For normal samples of size 100, the behavior of the bootstrap interval estimators is improved. (The table below gives the results for the n = 100 case.)

miss left miss right coverage prob.
Student's t 0.0476 0.0532 0.8992
percentile 0.0480 0.0544 0.8976
bootstrap t 0.0472 0.0508 0.9020

I performed a similar Monte Carlo study for interval estimators of the mean of an exponential distribution. This R code was used to obtain the results for the case of n = 25, and the results are shown in the table below.
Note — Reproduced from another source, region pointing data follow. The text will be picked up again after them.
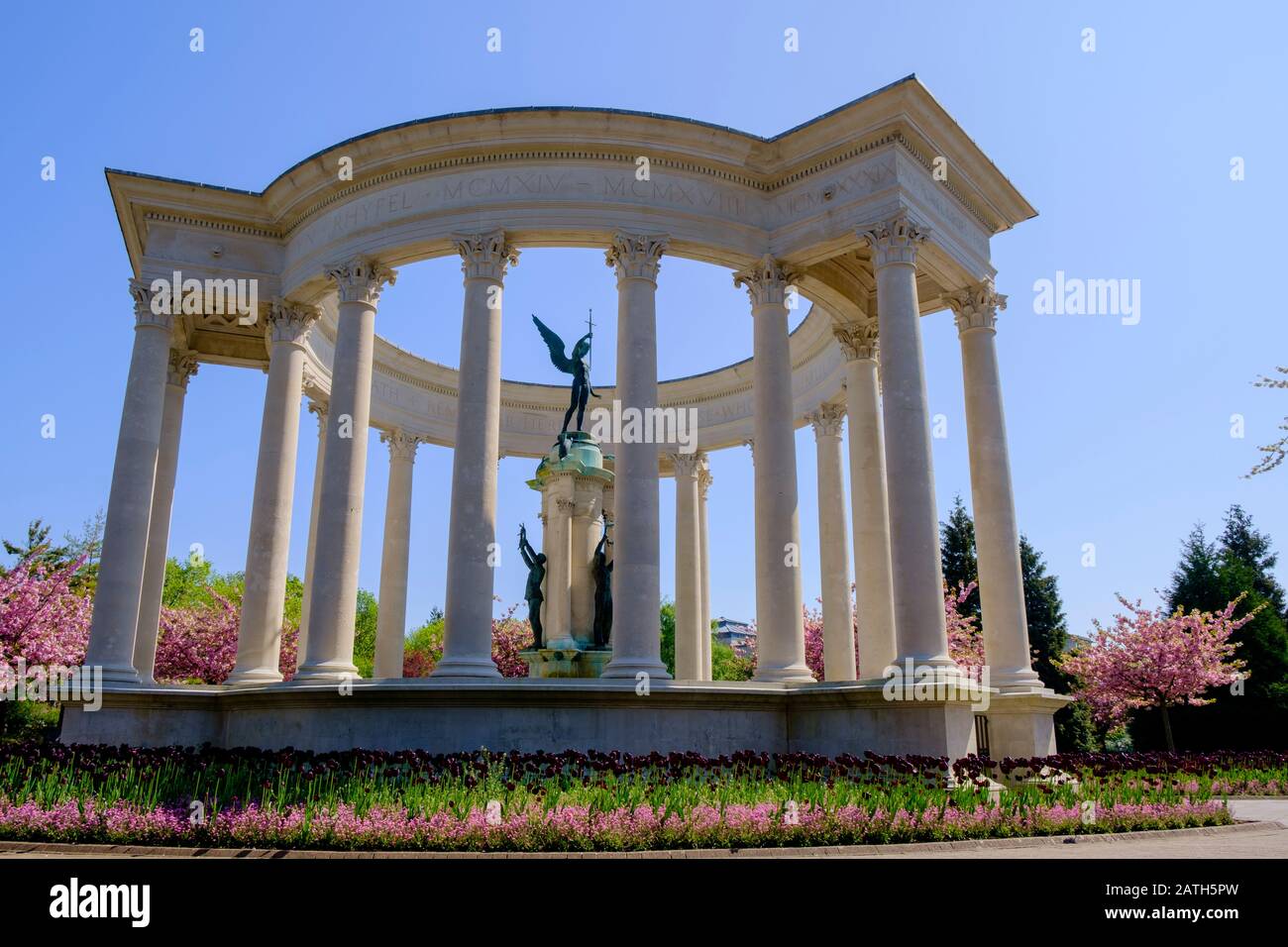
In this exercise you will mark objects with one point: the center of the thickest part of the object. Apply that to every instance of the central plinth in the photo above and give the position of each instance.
(576, 484)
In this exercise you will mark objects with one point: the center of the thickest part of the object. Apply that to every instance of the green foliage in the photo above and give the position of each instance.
(365, 633)
(39, 548)
(33, 720)
(1209, 577)
(1074, 729)
(726, 665)
(668, 621)
(187, 583)
(429, 635)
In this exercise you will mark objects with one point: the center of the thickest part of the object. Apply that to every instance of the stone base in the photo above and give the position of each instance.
(554, 714)
(566, 663)
(1021, 724)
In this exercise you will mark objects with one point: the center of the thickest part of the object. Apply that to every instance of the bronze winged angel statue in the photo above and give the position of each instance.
(578, 367)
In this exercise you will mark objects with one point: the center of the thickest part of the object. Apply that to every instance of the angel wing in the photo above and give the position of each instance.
(557, 348)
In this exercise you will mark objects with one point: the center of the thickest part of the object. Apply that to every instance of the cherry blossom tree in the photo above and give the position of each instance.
(965, 639)
(1154, 659)
(43, 620)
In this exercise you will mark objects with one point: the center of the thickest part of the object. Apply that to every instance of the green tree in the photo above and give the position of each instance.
(38, 548)
(728, 665)
(1209, 577)
(187, 582)
(1048, 637)
(668, 621)
(957, 549)
(365, 633)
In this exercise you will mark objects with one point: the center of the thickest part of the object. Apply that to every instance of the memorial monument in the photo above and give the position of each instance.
(844, 214)
(572, 480)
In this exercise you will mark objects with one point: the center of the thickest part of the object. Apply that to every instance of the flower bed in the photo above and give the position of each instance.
(592, 801)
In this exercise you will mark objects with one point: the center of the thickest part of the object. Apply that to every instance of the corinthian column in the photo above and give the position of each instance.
(704, 480)
(339, 534)
(183, 367)
(472, 530)
(318, 408)
(870, 513)
(917, 571)
(997, 538)
(688, 569)
(391, 617)
(259, 639)
(129, 505)
(636, 575)
(833, 558)
(780, 620)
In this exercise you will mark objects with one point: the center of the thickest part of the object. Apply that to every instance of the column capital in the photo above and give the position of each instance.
(894, 241)
(686, 464)
(704, 478)
(485, 256)
(636, 256)
(183, 367)
(290, 322)
(767, 282)
(402, 446)
(827, 420)
(361, 279)
(858, 341)
(975, 307)
(146, 312)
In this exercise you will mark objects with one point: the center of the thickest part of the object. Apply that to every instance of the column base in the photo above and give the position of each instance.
(1022, 681)
(467, 668)
(572, 661)
(257, 676)
(326, 673)
(1021, 725)
(634, 667)
(120, 674)
(797, 674)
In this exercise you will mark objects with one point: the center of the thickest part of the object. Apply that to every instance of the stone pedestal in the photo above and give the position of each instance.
(572, 479)
(567, 663)
(1020, 725)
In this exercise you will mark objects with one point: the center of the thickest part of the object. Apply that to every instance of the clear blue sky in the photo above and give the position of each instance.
(1120, 434)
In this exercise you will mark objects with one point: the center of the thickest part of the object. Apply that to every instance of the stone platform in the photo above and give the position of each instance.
(527, 715)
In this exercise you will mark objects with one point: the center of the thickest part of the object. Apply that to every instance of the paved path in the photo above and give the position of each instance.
(1261, 832)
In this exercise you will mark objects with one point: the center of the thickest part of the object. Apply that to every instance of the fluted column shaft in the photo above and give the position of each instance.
(339, 535)
(183, 367)
(915, 566)
(688, 569)
(472, 528)
(320, 410)
(780, 617)
(636, 574)
(557, 618)
(833, 554)
(259, 639)
(870, 512)
(703, 486)
(129, 506)
(997, 536)
(391, 617)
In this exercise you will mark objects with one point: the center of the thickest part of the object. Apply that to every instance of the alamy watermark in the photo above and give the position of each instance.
(52, 684)
(912, 682)
(210, 296)
(1077, 296)
(658, 425)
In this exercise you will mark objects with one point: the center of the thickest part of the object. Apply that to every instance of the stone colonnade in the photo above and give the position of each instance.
(893, 518)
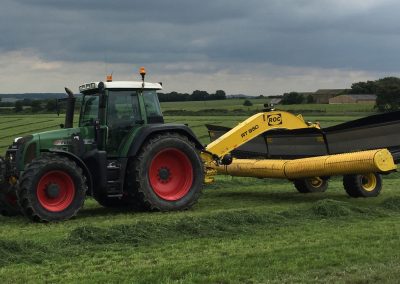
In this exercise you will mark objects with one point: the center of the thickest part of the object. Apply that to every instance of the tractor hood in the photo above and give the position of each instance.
(57, 139)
Note that the bootstrap t interval outperforms Student's t interval in this nonnormal setting.

miss left miss right coverage prob.
Student's t 0.0996 0.0204 0.8800
percentile 0.1044 0.0336 0.8620
bootstrap t 0.0552 0.0448 0.9000

The table below gives the results for the n = 100 case for exponential random variables.
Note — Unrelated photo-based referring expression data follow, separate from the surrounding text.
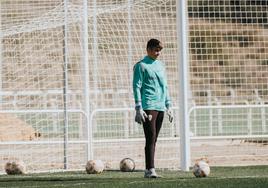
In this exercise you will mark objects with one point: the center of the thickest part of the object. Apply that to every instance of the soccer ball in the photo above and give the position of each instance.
(201, 168)
(94, 167)
(127, 165)
(15, 168)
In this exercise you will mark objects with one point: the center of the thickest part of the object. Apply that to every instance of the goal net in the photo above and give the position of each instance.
(65, 98)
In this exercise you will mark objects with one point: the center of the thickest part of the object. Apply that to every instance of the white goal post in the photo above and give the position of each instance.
(66, 74)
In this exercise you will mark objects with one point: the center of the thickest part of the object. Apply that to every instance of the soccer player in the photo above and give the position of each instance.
(151, 100)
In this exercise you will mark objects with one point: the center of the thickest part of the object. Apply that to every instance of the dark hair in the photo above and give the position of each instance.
(154, 43)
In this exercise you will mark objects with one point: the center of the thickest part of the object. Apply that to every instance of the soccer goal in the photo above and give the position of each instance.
(66, 75)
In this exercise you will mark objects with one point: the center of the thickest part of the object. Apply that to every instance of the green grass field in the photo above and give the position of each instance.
(220, 177)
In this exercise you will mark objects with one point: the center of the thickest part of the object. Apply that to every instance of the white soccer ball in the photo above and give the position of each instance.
(127, 165)
(94, 167)
(201, 168)
(15, 168)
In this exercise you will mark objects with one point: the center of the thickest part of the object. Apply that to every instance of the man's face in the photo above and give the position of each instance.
(154, 52)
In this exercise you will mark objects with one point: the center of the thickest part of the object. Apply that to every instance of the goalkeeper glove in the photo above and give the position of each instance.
(140, 116)
(170, 115)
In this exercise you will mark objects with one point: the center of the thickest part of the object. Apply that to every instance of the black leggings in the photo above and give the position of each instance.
(151, 130)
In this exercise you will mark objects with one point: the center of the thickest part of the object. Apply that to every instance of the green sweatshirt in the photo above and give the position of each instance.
(150, 85)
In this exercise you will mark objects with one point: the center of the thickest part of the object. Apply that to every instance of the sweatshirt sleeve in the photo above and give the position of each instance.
(137, 83)
(167, 100)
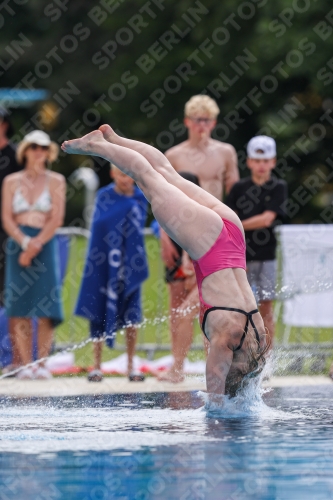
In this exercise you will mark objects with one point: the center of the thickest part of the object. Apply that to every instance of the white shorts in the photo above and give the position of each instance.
(262, 279)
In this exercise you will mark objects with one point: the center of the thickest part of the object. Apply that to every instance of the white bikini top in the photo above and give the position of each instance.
(42, 204)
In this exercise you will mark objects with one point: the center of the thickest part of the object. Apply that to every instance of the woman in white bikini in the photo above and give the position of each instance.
(212, 235)
(33, 207)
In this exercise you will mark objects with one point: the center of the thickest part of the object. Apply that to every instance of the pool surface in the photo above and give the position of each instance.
(158, 446)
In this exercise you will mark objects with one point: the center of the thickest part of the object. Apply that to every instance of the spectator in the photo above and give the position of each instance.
(33, 206)
(214, 164)
(258, 202)
(8, 165)
(116, 266)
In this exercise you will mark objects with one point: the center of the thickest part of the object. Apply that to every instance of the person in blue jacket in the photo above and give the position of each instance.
(115, 268)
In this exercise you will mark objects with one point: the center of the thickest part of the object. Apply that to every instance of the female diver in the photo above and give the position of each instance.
(212, 235)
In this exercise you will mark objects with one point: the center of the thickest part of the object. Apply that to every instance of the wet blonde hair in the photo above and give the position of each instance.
(202, 104)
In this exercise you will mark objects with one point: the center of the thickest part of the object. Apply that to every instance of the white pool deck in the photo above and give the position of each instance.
(79, 386)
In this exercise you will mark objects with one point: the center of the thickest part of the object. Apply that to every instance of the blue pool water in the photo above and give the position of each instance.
(158, 446)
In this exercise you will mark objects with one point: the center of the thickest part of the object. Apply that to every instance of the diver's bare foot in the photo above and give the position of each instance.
(172, 375)
(108, 133)
(84, 145)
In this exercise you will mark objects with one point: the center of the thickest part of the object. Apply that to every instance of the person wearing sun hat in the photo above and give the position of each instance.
(33, 207)
(258, 202)
(8, 165)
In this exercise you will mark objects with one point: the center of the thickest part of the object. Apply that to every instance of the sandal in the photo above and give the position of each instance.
(95, 376)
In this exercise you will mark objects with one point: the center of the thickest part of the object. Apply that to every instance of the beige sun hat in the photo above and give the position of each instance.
(42, 139)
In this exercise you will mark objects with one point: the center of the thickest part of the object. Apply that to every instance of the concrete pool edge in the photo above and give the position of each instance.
(79, 386)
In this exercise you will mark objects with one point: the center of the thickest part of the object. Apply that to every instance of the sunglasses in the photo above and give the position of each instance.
(36, 146)
(206, 121)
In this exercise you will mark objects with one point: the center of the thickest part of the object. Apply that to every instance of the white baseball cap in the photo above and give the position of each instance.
(261, 147)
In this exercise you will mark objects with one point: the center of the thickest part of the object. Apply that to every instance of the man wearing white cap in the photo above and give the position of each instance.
(258, 200)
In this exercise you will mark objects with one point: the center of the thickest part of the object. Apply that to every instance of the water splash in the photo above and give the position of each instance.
(80, 345)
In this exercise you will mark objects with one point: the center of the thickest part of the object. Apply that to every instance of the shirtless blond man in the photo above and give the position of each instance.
(214, 163)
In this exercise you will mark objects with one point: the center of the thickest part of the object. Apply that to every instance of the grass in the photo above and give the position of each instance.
(155, 311)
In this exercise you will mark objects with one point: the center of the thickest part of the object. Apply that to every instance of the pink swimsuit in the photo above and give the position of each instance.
(227, 252)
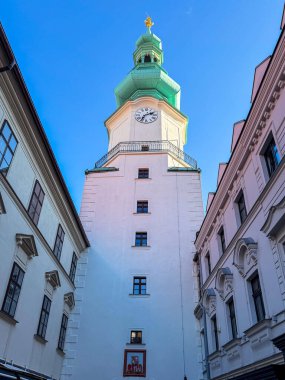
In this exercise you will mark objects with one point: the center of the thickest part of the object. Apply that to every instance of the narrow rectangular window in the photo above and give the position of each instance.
(142, 207)
(141, 239)
(8, 144)
(257, 298)
(232, 318)
(42, 327)
(73, 267)
(222, 239)
(62, 332)
(58, 242)
(36, 203)
(215, 332)
(143, 173)
(271, 157)
(208, 263)
(13, 290)
(139, 285)
(241, 207)
(136, 337)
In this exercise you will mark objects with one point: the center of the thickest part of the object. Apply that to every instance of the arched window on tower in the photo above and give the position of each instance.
(147, 58)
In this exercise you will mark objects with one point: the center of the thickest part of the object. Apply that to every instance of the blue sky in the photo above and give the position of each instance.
(72, 55)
miss left miss right coverage prob.
Student's t 0.0732 0.0292 0.8976
percentile 0.0708 0.0360 0.8932
bootstrap t 0.0464 0.0444 0.9092

The table below gives results similar to those in Table 13.3 on p. 175 of E&T. The estimand in exp(μ), where μ is the mean of a normal distribution. I considered 90% confidence intervals (E&T consider 95% intervals), and I used samples of size 10 (as did E&T). ( This R code was used to obtain the results. It takes an extremely long time to run compared to other examples of R code that I've given you this summer.)

miss left miss right coverage prob.
standard 0.1000 0.0348 0.8652
percentile 0.0748 0.0820 0.8432
bootstrap t 0.0720 0.0816 0.8464

Finally, I used samples of size 25 and obtained (nominal) 95% confidence intervals. Increasing the sample size helped performance. It can be noted that the standard interval did the best for both cases considered. (Note: On p. 175, E&T seem to suggest that the undercoverage of the percentile interval is a consequence of nonparametric inference. I think it may be better to state that the misbehavior of all three bootstrap intervals in this setting may be largely due to the extremely small sample size and the fact that they are nonparametric. With such a small sample size the information obtained in the bootstrap world may be rather inaccurate.)

miss left miss right coverage prob.
standard 0.0480 0.0128 0.9392
percentile 0.0372 0.0328 0.9300
bootstrap t 0.0328 0.0328 0.9344

At this point, it's hard to identify a clearcut winner amongst the various bootstrap methods. The BCA method of Ch. 14 is supposed to be an improvement on the percentile method, and so perhaps when it's included in comparisons the situation will clear up a bit.



Sections 13.6 and 13.7 deal with properties of percentile intervals.

The transformation-respecting property means that confidence intervals for θ and g(θ) are consistent with one another, provided that g is a monotone transformation. For example, if a percentile confidence interval for θ is (1.25, 10.00), then the percentile interval for 1/θ will be (0.10, 0.80).

The range-preserving property means that provided the point estimator cannot take on impossible values for the estimand , the endpoints of the confidence interval won't be impossible values. Not all confidence intervals are like this, an example being that a commonly used confidence interval for the probability of success for Bernoulli trials can include values less than 0 or greater than 1.